Z3 = tf.matmul(W3, A2) + b3
Is this because how tensorflow handles the forward and backward propagations?
Hello @Martinmin,
Where is that line of code from? Which assignment in which week?
Raymond
C3_W3, Tensorflow Introduction.
{code removed by mentor}
Hello @Martinmin,
Thanks for sharing the source, but I have to remove the code because we can’t share your work here. Thanks again for sharing the source.
This assignment is for a multi-class classification problem. One way to do is to use softmax as activation in the output layer which will then output probabilities, and then use a loss function that accepts those probabilities. This is one way we have learnt in the lectures.

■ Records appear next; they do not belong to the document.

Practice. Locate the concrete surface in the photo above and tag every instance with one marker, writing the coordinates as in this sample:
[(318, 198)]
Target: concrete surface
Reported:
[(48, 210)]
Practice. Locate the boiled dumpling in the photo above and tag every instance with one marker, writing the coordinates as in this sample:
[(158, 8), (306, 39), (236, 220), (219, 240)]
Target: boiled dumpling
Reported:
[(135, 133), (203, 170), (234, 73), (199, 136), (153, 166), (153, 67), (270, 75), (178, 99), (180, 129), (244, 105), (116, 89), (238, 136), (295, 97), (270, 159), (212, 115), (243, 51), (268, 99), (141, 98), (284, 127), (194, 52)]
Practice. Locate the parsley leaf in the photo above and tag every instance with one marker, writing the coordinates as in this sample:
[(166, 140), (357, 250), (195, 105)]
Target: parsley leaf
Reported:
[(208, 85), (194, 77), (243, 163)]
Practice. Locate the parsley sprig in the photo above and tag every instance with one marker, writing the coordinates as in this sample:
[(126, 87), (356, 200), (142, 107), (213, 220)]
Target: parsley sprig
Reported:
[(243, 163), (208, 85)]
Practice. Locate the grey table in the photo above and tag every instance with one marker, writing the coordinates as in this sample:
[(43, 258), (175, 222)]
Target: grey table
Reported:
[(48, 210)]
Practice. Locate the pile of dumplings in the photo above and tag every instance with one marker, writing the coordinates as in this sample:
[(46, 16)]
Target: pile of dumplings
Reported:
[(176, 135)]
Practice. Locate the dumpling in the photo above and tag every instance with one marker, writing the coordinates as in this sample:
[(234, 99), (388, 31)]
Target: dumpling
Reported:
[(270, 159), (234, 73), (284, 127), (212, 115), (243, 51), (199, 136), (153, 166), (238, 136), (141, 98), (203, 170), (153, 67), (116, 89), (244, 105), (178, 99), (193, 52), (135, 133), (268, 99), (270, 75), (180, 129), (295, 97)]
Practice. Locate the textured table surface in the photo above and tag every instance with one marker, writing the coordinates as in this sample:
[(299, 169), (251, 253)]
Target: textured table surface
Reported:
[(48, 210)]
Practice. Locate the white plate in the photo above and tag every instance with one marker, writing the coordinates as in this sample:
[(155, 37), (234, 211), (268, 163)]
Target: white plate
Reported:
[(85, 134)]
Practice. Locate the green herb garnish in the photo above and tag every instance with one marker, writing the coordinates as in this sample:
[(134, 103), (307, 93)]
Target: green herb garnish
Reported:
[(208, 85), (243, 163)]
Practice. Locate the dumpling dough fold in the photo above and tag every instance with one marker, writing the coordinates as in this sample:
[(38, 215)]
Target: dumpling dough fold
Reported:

Now, there is another way, which is to not use the softmax, and no activation at all. Then instead of using a loss function that accepts probabilities, we use a loss function that accepts “logits” - without softmax transformation, they are logits. In other words: we have this transformation relationship: logits → softmax → probabilities. You will need to implement such loss function in exercise 6, so I have to leave this part for you to figure out.

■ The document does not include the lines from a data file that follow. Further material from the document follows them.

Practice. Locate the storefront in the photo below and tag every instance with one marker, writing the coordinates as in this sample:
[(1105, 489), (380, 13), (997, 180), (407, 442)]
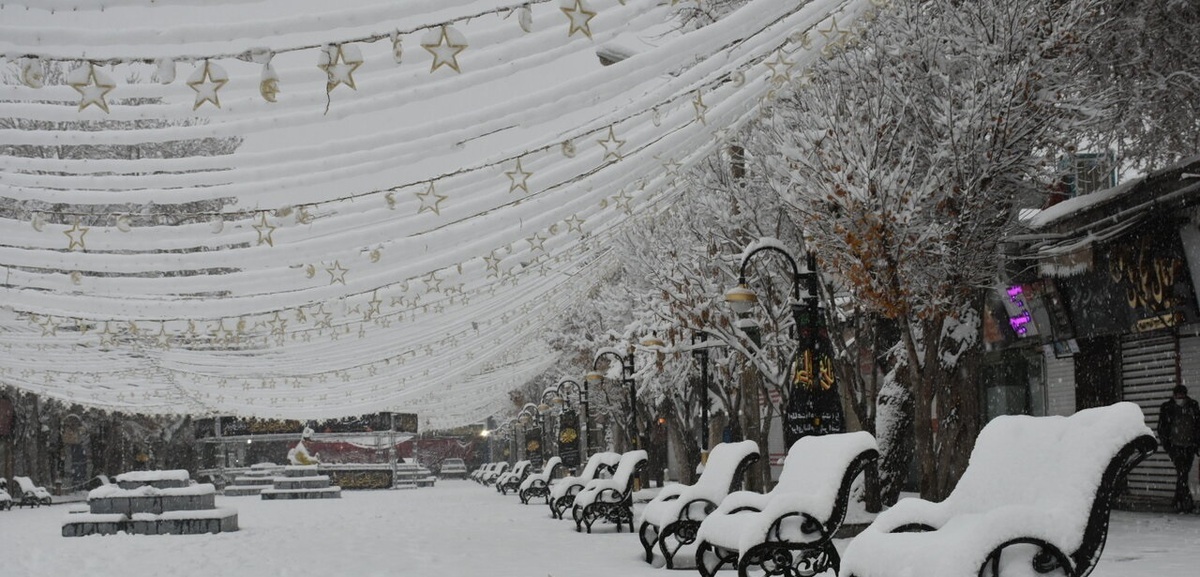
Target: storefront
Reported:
[(1105, 286)]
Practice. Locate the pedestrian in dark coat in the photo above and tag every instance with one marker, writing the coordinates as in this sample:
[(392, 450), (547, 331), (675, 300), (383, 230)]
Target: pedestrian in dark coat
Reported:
[(1179, 431)]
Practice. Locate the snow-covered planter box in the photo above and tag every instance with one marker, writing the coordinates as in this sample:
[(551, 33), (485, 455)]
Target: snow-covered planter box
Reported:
[(1036, 498), (157, 479), (148, 499)]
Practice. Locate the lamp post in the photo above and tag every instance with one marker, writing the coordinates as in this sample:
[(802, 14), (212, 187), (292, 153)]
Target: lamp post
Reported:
[(700, 352), (813, 372), (627, 377), (531, 413), (564, 388)]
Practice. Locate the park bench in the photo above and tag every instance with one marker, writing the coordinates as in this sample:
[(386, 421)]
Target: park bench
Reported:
[(475, 474), (31, 496), (1035, 499), (789, 530), (562, 494), (610, 499), (511, 480), (490, 476), (672, 517), (538, 484)]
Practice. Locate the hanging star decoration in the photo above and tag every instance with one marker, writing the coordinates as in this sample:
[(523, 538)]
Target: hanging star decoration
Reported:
[(611, 145), (493, 264), (76, 234), (701, 108), (264, 230), (431, 202), (445, 49), (580, 17), (575, 223), (519, 179), (837, 37), (622, 202), (340, 64), (537, 242), (205, 82), (93, 86), (336, 272), (780, 68)]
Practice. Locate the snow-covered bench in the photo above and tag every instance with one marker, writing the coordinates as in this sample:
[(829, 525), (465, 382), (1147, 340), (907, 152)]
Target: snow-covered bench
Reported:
[(489, 478), (610, 499), (478, 474), (31, 496), (511, 480), (538, 484), (1035, 499), (671, 518), (562, 494), (789, 530)]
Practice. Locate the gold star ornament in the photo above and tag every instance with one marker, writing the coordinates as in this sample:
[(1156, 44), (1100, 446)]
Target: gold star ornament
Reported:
[(431, 202), (580, 17), (445, 46), (205, 82), (340, 62), (76, 234), (519, 179), (93, 86)]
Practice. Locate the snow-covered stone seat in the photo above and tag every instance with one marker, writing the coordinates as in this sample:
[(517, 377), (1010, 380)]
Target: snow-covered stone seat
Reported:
[(610, 499), (562, 494), (789, 530), (538, 484), (511, 480), (1035, 499), (492, 475), (672, 517), (31, 496)]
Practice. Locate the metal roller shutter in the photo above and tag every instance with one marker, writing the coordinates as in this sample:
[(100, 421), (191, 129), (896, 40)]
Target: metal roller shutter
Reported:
[(1060, 385), (1149, 371)]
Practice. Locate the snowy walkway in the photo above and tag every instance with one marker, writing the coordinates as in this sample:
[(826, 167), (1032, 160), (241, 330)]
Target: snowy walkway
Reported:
[(456, 528)]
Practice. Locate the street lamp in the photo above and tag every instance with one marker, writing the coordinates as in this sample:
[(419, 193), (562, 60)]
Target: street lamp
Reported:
[(813, 371), (627, 377), (700, 350), (531, 413), (563, 389)]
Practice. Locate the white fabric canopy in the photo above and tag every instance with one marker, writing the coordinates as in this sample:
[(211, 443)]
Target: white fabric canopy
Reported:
[(435, 184)]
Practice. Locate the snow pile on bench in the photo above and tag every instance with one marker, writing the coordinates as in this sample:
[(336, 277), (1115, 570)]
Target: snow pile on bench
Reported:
[(712, 486), (606, 458), (616, 487), (809, 482), (1027, 478)]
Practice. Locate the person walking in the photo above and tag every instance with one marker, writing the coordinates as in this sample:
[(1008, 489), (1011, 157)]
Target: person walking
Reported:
[(1179, 431)]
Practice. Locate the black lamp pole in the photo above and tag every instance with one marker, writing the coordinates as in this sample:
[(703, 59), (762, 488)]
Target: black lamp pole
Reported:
[(701, 355)]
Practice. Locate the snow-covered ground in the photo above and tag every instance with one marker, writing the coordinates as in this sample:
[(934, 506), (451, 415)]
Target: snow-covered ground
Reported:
[(456, 528)]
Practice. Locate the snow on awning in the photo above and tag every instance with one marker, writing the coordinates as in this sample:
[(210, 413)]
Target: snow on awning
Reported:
[(297, 209)]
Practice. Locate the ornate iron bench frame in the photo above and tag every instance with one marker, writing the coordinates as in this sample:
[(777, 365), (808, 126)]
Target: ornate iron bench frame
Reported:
[(561, 505), (514, 479), (779, 556), (683, 529), (619, 510), (539, 487), (1083, 560)]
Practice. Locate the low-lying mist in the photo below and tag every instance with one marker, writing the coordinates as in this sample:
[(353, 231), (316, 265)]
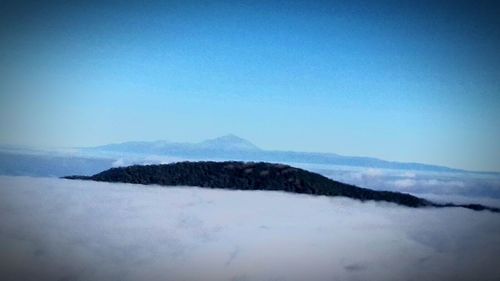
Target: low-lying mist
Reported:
[(55, 229)]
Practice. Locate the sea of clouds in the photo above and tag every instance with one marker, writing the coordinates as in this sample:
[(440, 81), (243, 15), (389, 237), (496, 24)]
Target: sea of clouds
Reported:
[(54, 229)]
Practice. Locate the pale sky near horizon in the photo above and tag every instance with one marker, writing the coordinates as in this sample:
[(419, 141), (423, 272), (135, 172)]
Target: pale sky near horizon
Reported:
[(393, 80)]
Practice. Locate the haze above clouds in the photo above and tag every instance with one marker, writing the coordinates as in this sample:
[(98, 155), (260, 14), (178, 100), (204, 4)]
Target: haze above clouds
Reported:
[(55, 229)]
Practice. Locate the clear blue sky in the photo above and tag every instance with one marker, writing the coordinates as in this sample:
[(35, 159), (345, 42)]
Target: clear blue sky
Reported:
[(398, 81)]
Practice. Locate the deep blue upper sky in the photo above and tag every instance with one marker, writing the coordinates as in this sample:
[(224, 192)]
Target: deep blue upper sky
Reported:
[(390, 79)]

I cannot find the DLS lecture which talks about logits vs probabilities right now, but since I have bookmarked this link which also talks about that, please watch it if you want some explanation from Andrew on these 2 choices and why we prefer to go for logits.
Cheers,
Raymond
Thanks for the explanation, @rmwkwok.
So, tf.keras.losses.categorical_crossentropy() basically is such a loss function that doesn’t use activation output, but use logits as input, and that’s why in tensorflow we do this way in the assignment?
Hello @Martinmin,
99% correct, except that there is a from_logits
argument in categorical_crossentropy to let you make a choice. Please check out the explanation of it in the doc.
Raymond
Yes, it accommodate two possibilities: from logits or activations by default.